Politik besteht aus Höhen und Tiefen, von beiden mag ich hier unregelmäßig berichten. Große wie auch kleine Ereignisse schreien danach kommentiert zu werden, bejubelt, bejammert oder einfach nur mitgeteilt. Jedenfalls freu ich mich über Tipps, Beistand und Solidarität!

Öffentlich, seit 2008-07-15 20:30:48 eröffnet von Petra "Penny" Bayr

Letzte Änderung: 2010-02-04 12:07:55

Armut halbiert, doch viel zu tun.

Petra "Penny" Bayr schreibt am 2011-07-08 10:52:22

MDG 5Gestern hat die UN einen Zwischenbericht über den Stand der Erreichung der Jahrtausend-Entwicklungsziele veröffentlicht: Bei der Bekämpfung von Armut ist viel erreicht worden, wenn auch mit sehr unterschiedlichem Erfolg in den einzelnen Weltgegenden. Anderswo ist viel zu wenig weitergegangen, besonders bei der Reduzierung der Müttersterblichkeit liegt noch ein sehr weiter Weg vor uns.

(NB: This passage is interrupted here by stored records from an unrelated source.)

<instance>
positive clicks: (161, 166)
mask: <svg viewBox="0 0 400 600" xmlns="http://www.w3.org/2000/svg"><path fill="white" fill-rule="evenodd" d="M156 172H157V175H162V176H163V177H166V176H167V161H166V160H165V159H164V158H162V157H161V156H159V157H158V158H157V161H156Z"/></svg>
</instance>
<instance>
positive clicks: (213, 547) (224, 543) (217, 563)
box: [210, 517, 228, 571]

Gerade dieses Ziel - verbunden mit dem Zugang zu modernen Verhütungsmethoden und selbstbestimmter Familienplanung - ist ein relativ "günstiges" und für die Erreichung anderer Ziele ein wichtiger Schlüssel.

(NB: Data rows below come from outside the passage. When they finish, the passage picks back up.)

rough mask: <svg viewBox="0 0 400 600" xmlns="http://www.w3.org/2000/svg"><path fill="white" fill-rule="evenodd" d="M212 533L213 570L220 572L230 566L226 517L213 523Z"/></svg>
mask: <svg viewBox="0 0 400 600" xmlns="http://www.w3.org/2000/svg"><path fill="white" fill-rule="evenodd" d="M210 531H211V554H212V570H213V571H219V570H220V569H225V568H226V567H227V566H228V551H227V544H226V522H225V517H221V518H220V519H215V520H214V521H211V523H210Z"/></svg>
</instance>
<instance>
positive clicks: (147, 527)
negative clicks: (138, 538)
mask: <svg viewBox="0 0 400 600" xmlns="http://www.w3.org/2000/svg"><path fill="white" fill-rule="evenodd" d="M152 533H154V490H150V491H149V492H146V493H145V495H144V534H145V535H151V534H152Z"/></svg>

Außerdem wird es Zeit, sich über die Ziele nach 2015 Gedanken zu machen, ohne dabei die Fehler in der Konzeption der ersten MDGs zu wiederholen. Was unumgänglich ist: unsere Finanzierungszusagen einhalten, gerade Österreich ist da ja besonders weit entfernt. Wir sind aufgerufen, einen Budgetpfad zu erstellen, wie wir zumindest bis 2018 unsere Zusagen einhalten werden können.

Fragwürdige Ehre

Petra "Penny" Bayr schreibt am 2011-03-13 12:05:17

gegen NazisAuf einer Internet-Seite der Nazis verunglimpft zu werden, ist ja für AntifaschistInnen eigentlich eine Ehre. Aber so ganz will sich meine Freude darüber nicht einstellen, dass ich mit Foto und Zitat und als "Gans" tituliert auf der Alpen-Donau Seite der Rechten erscheine. Was daran so ärgert, ist die Tatsache, dass die österreichische Justiz und Exekutive seit Jahren nicht in der Lage ist, etwas gegen dieses Rassismus, Antisemitismus und Fremdenfeindlichkeit verbreitende Machwerk zu unternehmen. Ungestraft werden Menschen ausländischer Herkunft als Schmarotzer generalisiert, dem Herrenmenschentum das Wort geredet und antifaschistische Stimmen verunglimpft.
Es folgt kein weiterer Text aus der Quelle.